Lake in Massachusetts, United States of America

Monponsett Pond, also called Monponsett Lake and the Twin Lakes, originally one lake is dissected by route 58 into a system of two ponds, West and East, mostly in Halifax, Massachusetts, with a small portion of West Monponsett Pond extending into Hanson. The western basin is 308 acre, and the eastern basin is 272 acre. The average depth of both ponds is seven feet and the maximum depth is 13 ft. The outflow is Stump Brook (Snaky River on some historical maps), located in the northwestern part of West Monponsett Pond, which flows in a southwest direction into Robbins Pond, which forms the headwaters of the Sautucket River, a tributary of The Taunton River. The pond is part of the Taunton River Watershed. Water from Monponsett is diverted into Silver Lake, the principal water supply for the City of Brockton. Water diversions from Monponsett into Silver lake are not permitted during the summer months from June 1 - September 30. Diversions are only allowed during the months of October through May.

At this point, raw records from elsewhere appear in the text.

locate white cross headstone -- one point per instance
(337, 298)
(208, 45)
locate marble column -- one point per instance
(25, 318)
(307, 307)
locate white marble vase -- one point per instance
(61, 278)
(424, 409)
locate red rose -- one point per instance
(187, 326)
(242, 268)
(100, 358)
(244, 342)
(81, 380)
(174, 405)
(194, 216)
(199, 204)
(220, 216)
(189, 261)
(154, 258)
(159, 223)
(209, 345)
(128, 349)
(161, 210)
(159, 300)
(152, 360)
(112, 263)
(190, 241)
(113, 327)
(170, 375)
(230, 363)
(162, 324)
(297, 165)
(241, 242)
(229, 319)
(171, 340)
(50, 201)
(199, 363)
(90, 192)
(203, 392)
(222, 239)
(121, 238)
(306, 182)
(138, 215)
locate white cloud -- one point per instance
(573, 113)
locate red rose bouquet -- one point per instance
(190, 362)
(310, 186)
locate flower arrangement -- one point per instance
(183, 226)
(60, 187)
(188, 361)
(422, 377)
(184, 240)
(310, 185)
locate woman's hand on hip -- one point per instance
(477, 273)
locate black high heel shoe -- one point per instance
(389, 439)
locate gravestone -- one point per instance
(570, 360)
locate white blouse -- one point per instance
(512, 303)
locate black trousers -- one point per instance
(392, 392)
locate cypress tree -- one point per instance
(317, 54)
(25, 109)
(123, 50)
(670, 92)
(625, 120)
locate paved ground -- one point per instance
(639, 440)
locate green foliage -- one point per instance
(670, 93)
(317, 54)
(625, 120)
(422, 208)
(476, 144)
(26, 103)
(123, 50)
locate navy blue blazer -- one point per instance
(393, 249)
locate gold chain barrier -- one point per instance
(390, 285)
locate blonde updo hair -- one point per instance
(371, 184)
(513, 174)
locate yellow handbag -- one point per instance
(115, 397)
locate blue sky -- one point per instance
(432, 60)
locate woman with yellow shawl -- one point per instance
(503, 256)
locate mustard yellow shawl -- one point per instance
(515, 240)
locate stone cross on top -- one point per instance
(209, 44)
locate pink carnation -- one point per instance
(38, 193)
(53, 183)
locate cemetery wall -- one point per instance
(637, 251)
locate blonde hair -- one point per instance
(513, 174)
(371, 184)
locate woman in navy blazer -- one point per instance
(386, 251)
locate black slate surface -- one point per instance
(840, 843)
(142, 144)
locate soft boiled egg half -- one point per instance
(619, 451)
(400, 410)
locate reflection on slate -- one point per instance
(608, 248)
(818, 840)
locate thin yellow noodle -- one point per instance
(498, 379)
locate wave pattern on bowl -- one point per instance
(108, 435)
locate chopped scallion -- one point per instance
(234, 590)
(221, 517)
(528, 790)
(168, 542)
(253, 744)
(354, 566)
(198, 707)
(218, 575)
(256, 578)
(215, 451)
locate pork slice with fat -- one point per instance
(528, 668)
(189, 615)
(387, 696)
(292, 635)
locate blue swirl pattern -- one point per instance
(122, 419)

Route 58 bisects the two ponds. A paved boat launching ramp to West Monponsett Pond is on this highway north of White Island Road. White Island in the center of the pond is known to have been the fishing camp of Wamsutta, brother of Chief Metacomet (also known as King Philip).
A culvert connecting the two ponds is nearby. Route 106 runs close to the southern shore of East Monponsett Pond, and Route 36 abuts the southeast corner of East Monponsett Pond, where there is a paved launching ramp. Access to West Monponsett Pond for larger boats can be found off of route 58, and for smaller boats there is an unpaved ramp off Lingan Street. Monponsett Pond Seaplane Base is located on this pond.